As Iran moves into its second week of unrest stemming from the flawed presidential election, the neoconservatives are still hammering away on President Obama for not being more forceful in defending the rights of the protesters. Paul Wolfowitz, Charles Krauthammer, Michael Gerson, et al. are trying to portray Obama as a calculating, disinterested, inhumane, inadequate defender of the free world by failing to “harshly criticiz[e] the regime thugs on motorbikes for breaking the heads of women and youth during protests…condemning Internet censorship and the arrest of dissidents.”
To be clear, the president from the start said that this election was about Iran, and only once it became clear that repression and violence were being carried out at the behest of the regime did he state that, electoral struggles aside, Iran as a civilized nation must respect the rights of its citizens. Here is the White House statement issued yesterday:
We mourn each and every innocent life that is lost. We call on the Iranian government to stop all violent and unjust actions against its own people. The universal rights to assembly and free speech must be respected, and the United States stands with all who seek to exercise those rights.
As I said in Cairo, suppressing ideas never succeeds in making them go away. The Iranian people will ultimately judge the actions of their own government. If the Iranian government seeks the respect of the international community, it must respect the dignity of its own people and govern through consent, not coercion.
I suppose that Obama could have called Iran “evil” as George W. Bush did with Iran, North Korea, and Iraq; or as Ronald Reagan did with the Soviet Union. Or he could have equated the Iranian government as siding “with the terrorists”, as Bush phrased the terms of engagement after 9/11. Despite Gerson’s snarky characterization of “President Obama’s snail-mail response to Iran’s Twitter revolution”, Obama can see the many shades of gray between the two caricatures of “good” (i.e. the protestors) and “evil” (the government). Ahmadinejad has wide support—perhaps even majority support—across the country, and if that be the case, why would we want to acknowledge as sovereign a political movement that seemingly has no desire (yet) to topple the regime?

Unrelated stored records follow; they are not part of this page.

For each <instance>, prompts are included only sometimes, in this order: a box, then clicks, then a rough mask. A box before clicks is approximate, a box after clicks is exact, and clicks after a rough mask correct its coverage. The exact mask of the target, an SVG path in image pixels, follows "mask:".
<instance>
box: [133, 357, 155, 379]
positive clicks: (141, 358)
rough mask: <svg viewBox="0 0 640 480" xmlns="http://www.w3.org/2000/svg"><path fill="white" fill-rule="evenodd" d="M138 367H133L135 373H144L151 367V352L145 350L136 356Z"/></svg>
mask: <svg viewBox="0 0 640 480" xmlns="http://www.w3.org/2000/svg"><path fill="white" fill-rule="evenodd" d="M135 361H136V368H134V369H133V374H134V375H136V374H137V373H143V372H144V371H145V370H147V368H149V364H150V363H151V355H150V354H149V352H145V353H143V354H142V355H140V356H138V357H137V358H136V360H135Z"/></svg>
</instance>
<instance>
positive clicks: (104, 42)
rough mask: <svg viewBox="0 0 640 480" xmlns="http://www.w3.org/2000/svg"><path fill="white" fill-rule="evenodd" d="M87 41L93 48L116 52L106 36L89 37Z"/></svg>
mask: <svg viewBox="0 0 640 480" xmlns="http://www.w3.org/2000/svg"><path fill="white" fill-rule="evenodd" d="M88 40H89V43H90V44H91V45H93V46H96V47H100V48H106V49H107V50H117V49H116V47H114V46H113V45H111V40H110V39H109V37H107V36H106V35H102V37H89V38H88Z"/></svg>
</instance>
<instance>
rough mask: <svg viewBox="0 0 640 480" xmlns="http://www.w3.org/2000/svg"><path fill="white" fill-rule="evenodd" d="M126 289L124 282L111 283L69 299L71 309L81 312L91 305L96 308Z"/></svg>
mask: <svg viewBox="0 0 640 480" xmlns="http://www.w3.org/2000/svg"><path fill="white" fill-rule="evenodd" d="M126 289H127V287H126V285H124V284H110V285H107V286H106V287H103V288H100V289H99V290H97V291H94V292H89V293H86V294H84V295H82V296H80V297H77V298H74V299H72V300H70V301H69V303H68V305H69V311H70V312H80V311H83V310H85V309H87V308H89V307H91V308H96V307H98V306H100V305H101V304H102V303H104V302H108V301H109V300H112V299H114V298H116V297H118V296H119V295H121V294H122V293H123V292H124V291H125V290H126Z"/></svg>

Many Arab countries are already suspicious of our presence in the Middle East, from our military bases near Saudi Arabian holy sites to the occupation of Iraq. If we admit that Iran is in revolution, we acknowledge that the opposition protesters are worthy of military assistance and recognition as a body politic. It is way too early—and too reckless—to assume that the protesters in Iran want a new government, when they only appear to be asking that their current government live up to its responsibilities of transparency and accountability.
Gerson also claims that “diplomatic engagement, after a successful repression would not only be difficult but shameful….How could Obama or Hillary Clinton or anyone else shake the bloody hands and walk the bloody streets on the way to some meeting in Tehran?” Yes, how could a representative of the United States ever legitimately normalize relations with an abusive authoritarian regime…?

How can any Republican claim—after the Bush administration’s support of corrupt and militant Pakistani general Pervez Musharraf, Hamid Karzai’s deference of authority to warlords in Afghanistan, and his soulful glance into Vladimir Putin’s eyes—that Obama is putting politics before principle? And the net doesn’t even have to be cast that far: negligence of the residents of New Orleans, ideological hirings and firings at the Justice Department, domestic wiretapping, torture at Guantanamo, failure to expand children’s health insurance, etc. are all the trappings of a presidency that valued political expediency over the obligations of a government to its people.
Iran is situated in a fishbowl for all the world to watch. As much as we might be tempted to intervene politically or militarily, we can’t be a crutch to either side because it could be interpreted as an act of war. Unless the unthinkable happens—anarchy, genocide—the Iranian government must either pacify or crush the rebellion, or bow out due to the pressure of public opinion. It’s our position to advocate principle, not politics; and the president has done exactly that.